Sinto falta de esbarrar em seus pelos quentes entre as ferramentas e latas pontudas da bolsa. Me aliviava todas as vezes, mesmo quando ele mordia meus dedos ou os prendia entre as garras, lixadas naturalmente no chão. Jasão me lembrava de casa, me fazia ter certeza de onde eu tinha vindo e quem eu estava protegendo, mas agora, eu não tenho mais certeza de quase nada.
A gaveta da porta volta aparecer, soltando o mesmo rangido agudo das outras vezes. Nenhuma voz grita para mim, detrás da entrada, que é apenas uma retângulo cortado na parede cinza, quase como uma ilusão. Mas está já foi a quarta tigela, desde que acordei esparramando contra o chão semi-limpo com um fio de sangue aguado saindo da minha boca e a pele grudada de suor entre os relevos do piso.
O espaço entre o abrir e fechar da gaveta são sempre os mesmo, não importando se comi ou terminei o mingau, só preciso obedecer e colocar o circulo de lata no buraco. Se não, as paredes vão esquentar de novo, soltando bafos ferventes de frestas invisíveis no meu corpo até que eu entendesse. Uma vez foi mais que suficiente.

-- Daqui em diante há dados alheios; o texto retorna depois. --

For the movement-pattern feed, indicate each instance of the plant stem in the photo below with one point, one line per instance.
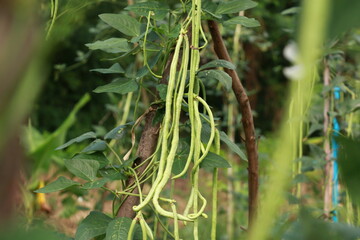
(247, 120)
(327, 149)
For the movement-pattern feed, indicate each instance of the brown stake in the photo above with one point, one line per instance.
(327, 148)
(146, 148)
(247, 120)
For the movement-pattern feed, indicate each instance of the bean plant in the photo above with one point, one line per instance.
(166, 45)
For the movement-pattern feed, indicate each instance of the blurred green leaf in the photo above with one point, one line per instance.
(96, 184)
(112, 174)
(234, 6)
(218, 63)
(224, 138)
(85, 136)
(124, 23)
(97, 156)
(95, 224)
(111, 45)
(118, 86)
(349, 164)
(242, 20)
(97, 145)
(217, 75)
(162, 89)
(59, 184)
(116, 133)
(85, 169)
(118, 229)
(143, 9)
(115, 68)
(213, 160)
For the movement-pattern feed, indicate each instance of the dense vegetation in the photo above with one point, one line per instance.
(181, 119)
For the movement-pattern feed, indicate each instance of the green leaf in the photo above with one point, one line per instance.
(59, 184)
(122, 22)
(97, 145)
(213, 160)
(349, 165)
(88, 135)
(118, 86)
(218, 63)
(152, 62)
(162, 89)
(112, 174)
(111, 45)
(93, 225)
(225, 139)
(217, 75)
(143, 9)
(96, 184)
(115, 68)
(116, 133)
(97, 156)
(234, 6)
(118, 229)
(85, 169)
(242, 20)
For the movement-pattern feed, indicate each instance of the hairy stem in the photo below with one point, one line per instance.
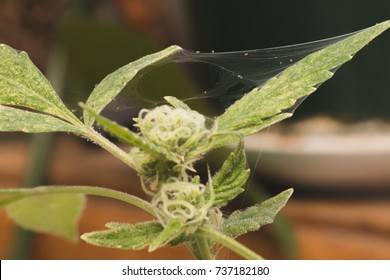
(230, 243)
(98, 139)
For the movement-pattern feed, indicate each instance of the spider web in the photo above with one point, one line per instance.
(209, 82)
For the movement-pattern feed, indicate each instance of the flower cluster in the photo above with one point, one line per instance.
(181, 132)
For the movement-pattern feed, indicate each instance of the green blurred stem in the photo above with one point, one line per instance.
(87, 190)
(203, 247)
(103, 142)
(230, 243)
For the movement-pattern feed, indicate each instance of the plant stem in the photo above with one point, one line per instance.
(87, 190)
(203, 247)
(94, 136)
(230, 243)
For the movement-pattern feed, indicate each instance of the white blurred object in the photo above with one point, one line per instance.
(324, 153)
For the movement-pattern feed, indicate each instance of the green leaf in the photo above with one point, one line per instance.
(12, 119)
(254, 217)
(112, 85)
(125, 236)
(56, 214)
(171, 231)
(228, 181)
(125, 135)
(22, 84)
(266, 105)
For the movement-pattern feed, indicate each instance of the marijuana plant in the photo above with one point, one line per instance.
(170, 139)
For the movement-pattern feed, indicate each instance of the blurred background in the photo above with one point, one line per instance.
(334, 151)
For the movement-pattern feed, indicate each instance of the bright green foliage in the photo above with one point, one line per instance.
(266, 105)
(56, 214)
(170, 140)
(252, 218)
(228, 182)
(12, 119)
(22, 84)
(171, 231)
(125, 236)
(129, 137)
(112, 85)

São só três passos da cama baixa e chumbada, até a linha da porta e mais dois para a esquerda até a parede granulada, quando os passos desaparecem e tenho que ficar aqui sozinho, nesse buraco, contando as barrinhas esculpidas em todos os lugares.
-Os malditos não me deram nem mesmo uma grade para gritar! -rosno entre os dentes doloridos e chuto a parede até soltar pó de cimento. O choque vibra toda meu corpo, fazendo as coisas parecerem mais reais do que a única luz roxa e fraca do teto, que faz tudo parecer borrado e manchado. Sombras oscilantes parecem subir pelos cantos mal iluminados da cela, escondendo os escritos melancólicos e raivosos de outros fantasmas.
'Você perdeu Atila. Acabou!', me pego pensando de novo. Os pensamentos mais aterradores são os mais frequentes. Eles vêm gritando e arranhando meu cérebro e todos os nervos, batendo nas paredes e depois desaparecem entre os rugidos dos canos.
-Eu perdi. -aceitação. Fazem os devaneios desaparecerem mais depressa.
O tornozelo vacila quando o coloco de volta no chão. Bobeando dor até que eu me apoie quase completamente no outro pé. Esse é o preço que a presa paga por perder o controle quando sente o cheio podre de seu predador, deixando que o medo a transforme em uma criatura burra o suficiente para correr em direção a mandíbula mortal, apenas para acabar com a dor que o medo causa.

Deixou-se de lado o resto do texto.